A new dawn in Kenya, Money lenders have three days to comply with directives.
Africapitalism Economy

A new dawn in Kenya, Money lenders have three days to comply with directives.

Kenya is going all out to regulate its digital economy, and enforcement is not taking a backseat there. Last year, the east-African country laid out regulatory blueprints for both the payments and digital lending industries. At first, it seemed like business as usual: African regulators saying how things should be but never following through on ensuring them. However, things are turning out differently this time. 

Earlier this year, Kenya’s central bank pushed companies—even unicorns—out of the country’s market of payment operators for their lack of compliance. Now, the tide has turned to digital lenders. They have been given a 3-day ultimatum to comply with the country’s regulation for digital lending or face a bitter extinction.

The story begins in October 2021,  with the Central Bank Amendment Act of 2021, where lawmakers redefined regulatory standards and cemented acceptable country-wide practices for digital lenders in the country. Amongst other things, all the 100+ digital lenders were required to register afresh with the CBK and accept to be regulated by the country’s apex bank. The bank also introduced a cap on interest rates and enforceable measures to maintain data privacy. It also declared that lenders who did not adapt to these changes would have their licenses revoked. 
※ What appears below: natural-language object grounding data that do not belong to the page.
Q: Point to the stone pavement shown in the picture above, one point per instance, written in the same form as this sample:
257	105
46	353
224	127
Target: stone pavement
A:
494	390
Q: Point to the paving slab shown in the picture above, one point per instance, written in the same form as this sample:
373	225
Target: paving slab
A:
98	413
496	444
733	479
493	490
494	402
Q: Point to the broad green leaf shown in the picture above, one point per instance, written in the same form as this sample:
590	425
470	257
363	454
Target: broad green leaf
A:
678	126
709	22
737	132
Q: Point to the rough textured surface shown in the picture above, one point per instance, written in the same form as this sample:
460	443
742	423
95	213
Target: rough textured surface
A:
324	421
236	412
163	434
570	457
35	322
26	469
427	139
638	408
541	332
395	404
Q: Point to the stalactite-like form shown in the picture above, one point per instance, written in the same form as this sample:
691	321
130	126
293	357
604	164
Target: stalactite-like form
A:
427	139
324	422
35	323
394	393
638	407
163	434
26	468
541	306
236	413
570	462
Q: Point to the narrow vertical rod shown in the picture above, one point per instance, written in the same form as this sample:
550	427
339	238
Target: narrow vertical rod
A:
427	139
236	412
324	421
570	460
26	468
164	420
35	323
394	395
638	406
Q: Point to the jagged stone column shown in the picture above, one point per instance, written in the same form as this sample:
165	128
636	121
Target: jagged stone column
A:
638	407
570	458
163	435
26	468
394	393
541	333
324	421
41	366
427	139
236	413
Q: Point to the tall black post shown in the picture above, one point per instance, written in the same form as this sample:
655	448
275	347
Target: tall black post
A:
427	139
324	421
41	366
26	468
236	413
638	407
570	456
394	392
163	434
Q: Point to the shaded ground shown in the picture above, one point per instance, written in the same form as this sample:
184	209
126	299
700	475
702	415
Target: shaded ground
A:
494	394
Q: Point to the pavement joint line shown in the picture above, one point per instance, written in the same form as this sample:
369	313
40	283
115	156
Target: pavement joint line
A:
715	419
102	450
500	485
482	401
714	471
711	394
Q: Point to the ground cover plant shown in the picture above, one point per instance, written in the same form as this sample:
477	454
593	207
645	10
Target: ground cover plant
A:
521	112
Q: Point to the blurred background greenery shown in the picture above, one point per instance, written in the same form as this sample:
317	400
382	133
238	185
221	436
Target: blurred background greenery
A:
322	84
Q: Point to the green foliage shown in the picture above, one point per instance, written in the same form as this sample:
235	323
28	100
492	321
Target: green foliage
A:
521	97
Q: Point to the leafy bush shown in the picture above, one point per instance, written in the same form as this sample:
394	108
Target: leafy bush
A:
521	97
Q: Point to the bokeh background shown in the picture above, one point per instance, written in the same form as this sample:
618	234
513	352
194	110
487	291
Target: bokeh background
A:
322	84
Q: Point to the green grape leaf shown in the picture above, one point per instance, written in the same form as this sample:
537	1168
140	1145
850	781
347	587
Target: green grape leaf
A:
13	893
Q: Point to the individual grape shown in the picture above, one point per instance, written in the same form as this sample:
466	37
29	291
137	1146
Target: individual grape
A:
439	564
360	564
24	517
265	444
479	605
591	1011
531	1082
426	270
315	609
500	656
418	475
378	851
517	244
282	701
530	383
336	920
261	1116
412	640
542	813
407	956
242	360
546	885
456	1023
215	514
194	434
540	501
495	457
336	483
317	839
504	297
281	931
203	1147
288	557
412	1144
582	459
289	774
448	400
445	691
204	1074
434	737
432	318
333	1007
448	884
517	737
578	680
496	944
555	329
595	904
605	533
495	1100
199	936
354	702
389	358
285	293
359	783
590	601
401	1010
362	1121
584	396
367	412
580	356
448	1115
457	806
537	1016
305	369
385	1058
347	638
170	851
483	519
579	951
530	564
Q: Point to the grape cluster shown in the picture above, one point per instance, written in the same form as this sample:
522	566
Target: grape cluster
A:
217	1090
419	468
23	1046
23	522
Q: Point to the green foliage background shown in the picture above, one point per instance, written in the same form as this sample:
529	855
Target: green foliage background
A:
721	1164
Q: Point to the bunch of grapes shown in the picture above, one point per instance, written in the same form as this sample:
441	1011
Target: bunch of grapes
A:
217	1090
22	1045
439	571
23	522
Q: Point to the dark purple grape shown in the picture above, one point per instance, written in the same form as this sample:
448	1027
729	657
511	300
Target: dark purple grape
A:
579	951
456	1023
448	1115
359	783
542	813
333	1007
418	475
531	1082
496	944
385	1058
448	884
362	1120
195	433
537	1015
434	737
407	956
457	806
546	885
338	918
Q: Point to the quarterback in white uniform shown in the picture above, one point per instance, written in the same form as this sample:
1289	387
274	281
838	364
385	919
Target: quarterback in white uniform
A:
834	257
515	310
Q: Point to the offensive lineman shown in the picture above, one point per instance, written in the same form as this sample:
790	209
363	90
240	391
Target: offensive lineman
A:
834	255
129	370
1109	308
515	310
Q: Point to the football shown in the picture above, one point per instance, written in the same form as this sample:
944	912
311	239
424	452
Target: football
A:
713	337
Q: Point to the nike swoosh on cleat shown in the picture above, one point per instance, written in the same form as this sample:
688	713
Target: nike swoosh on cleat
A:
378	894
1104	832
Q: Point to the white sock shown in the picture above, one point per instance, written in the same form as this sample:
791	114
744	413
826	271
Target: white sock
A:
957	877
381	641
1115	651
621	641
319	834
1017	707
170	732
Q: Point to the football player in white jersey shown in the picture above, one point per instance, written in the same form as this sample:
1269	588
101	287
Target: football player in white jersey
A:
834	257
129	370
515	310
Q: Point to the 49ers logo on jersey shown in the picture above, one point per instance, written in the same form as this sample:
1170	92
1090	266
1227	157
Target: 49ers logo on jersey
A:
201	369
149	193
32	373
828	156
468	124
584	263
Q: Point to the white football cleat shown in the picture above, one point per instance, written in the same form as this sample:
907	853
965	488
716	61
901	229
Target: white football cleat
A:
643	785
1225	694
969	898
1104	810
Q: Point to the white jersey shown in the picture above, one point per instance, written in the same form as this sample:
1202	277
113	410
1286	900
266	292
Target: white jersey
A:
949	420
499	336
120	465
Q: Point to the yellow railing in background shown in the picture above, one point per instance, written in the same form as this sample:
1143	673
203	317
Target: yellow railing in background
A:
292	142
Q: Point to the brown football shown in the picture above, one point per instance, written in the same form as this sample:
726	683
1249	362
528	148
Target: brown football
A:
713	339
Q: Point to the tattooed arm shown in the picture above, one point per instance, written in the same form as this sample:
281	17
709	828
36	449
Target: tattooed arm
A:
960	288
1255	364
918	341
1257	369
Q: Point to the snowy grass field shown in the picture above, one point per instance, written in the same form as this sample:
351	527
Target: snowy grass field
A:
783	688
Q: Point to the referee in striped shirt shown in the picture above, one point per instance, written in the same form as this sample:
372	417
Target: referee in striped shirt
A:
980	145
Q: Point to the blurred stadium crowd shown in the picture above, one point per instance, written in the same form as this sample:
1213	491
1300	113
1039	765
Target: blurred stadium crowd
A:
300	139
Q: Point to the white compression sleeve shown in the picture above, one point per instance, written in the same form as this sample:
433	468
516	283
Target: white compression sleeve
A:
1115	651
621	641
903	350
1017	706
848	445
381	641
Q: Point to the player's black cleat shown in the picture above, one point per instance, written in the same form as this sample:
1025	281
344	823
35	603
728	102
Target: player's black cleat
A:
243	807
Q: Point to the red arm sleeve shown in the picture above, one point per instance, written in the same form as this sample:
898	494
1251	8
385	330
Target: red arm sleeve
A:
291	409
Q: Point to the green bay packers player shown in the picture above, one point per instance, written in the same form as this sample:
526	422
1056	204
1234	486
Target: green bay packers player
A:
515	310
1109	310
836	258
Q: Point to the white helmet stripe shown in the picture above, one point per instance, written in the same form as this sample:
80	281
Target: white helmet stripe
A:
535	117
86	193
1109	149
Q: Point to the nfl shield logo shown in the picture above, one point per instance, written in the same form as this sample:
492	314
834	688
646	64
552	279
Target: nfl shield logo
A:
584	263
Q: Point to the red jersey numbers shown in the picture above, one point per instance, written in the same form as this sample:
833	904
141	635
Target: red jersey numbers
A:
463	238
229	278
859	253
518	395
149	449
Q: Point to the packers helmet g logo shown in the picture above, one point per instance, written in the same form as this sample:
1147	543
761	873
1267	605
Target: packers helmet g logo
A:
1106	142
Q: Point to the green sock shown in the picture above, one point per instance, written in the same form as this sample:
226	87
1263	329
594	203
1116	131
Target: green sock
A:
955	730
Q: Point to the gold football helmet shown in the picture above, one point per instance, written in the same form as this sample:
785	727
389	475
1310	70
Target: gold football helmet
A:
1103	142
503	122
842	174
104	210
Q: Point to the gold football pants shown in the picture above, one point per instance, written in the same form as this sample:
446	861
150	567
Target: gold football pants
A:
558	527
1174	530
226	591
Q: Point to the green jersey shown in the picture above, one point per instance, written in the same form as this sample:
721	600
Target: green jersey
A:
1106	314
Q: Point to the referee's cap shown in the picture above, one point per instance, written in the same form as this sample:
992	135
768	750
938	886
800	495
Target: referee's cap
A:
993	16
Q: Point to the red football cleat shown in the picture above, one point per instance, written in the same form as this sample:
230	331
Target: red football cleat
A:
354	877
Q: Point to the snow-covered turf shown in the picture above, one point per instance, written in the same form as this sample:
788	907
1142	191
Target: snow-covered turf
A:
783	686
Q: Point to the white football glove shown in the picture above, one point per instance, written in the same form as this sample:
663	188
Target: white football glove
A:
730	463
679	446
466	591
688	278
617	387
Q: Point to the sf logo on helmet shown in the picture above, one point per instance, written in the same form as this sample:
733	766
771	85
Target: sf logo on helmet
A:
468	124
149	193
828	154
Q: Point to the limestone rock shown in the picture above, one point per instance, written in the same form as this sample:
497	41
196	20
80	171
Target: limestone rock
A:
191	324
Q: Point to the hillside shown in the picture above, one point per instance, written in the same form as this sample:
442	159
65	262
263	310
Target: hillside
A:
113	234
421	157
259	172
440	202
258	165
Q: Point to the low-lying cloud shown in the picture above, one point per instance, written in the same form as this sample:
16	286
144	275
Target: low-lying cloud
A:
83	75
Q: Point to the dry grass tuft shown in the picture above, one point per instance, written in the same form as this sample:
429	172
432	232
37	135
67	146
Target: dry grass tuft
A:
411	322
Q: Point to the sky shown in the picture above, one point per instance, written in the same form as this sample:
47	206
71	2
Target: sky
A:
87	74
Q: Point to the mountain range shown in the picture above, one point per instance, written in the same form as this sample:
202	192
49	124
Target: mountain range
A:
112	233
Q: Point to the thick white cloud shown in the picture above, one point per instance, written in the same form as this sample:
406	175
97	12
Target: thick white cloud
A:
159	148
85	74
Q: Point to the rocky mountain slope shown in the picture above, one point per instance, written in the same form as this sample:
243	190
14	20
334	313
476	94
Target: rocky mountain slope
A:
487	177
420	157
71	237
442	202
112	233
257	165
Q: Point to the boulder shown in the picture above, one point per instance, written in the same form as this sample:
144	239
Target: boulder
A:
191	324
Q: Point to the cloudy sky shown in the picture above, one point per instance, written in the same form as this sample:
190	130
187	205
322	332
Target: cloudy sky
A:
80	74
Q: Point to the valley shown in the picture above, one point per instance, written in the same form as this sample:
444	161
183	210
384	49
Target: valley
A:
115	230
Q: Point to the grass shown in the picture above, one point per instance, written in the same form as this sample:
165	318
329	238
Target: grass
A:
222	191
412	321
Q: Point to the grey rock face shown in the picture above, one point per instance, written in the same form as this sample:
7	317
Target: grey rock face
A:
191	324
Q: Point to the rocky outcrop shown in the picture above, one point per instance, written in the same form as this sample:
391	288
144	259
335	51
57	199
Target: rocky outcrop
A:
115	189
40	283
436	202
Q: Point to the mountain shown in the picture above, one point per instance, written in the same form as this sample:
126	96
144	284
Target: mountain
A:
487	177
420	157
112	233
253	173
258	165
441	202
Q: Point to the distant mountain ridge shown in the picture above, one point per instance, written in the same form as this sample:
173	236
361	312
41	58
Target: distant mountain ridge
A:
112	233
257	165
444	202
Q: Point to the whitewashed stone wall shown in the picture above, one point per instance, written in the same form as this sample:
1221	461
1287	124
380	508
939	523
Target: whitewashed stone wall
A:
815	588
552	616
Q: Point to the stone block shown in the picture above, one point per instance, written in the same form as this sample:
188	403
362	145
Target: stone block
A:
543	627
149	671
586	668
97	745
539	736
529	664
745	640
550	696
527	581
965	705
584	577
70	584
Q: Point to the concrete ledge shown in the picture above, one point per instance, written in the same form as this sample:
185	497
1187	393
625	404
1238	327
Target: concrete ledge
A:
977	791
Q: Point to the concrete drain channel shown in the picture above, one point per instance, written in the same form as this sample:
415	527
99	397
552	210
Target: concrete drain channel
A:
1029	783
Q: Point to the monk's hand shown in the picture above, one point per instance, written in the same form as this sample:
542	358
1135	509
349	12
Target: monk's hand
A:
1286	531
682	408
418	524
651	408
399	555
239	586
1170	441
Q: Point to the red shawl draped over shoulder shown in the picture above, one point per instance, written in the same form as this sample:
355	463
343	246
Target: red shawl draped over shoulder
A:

Before this move, anyone in Kenya could easily operate a digital lending company. There wasn’t even a need to obtain a license. Registering was enough, and players had the autonomy of decisions regarding customers’ data. Like all things unregulated, the market fell easily into chaos. 

The lack of regulation made it commonplace for digital lenders to access the messages and contacts of their customers and explore predatory lending tactics. Some companies like Opesa and Okash, who required loan payments within 30 days and at often exploitative interest rates, used customers’  personal contact details to apply debt-shaming tactics on the customers. Other companies shared data of loan defaulters with third parties without the customers’ permission and frequently overlooked the 60-day Google Play policy for digital lenders. 

A lending app user

A year after, Kenya’s government has probably heard enough sob stories, and they’re now swinging to action. All companies seeking to continue as digital lenders will now be screened under particular requirements. First, they must be incorporated under the Companies Act 2015. They must also ensure that their significant shareholders, senior management, and directors meet the criteria outlined in the regulations. 

In a legal alert document, Joseph Githaiga and Caroline Kipkulei of PwC’s Legal & Regulatory Compliance Advisory department shed more light on the situation: 

“Similar to other CBK regulated financial institutions, new digital credit providers seeking a license are first required to submit their proposed names to the CBK for approval before proceeding to incorporate a company with the Registrar of Companies. Upon submission of a digital credit licence application with the CBK, the CBK may grant or reject the application within sixty (60) days from the date of receipt of the application.”

CBK has given digital lenders a 3-day ultimatum (until Saturday, September 17, 2022) to make their applications. After applications are closed, successful companies will be allowed to continue operating in Kenya under the watchful eyes of its central bank. 

While this has been lauded as a great move by Kenya’s government, it may also result in a significant drop in the profitability of credit products in Kenya, which may consequently affect the investment worthiness of the industry. Also, bad loans might be on the increase, especially as loan defaulters are now aware that desperate tactics to enforce repayment will no longer be permitted.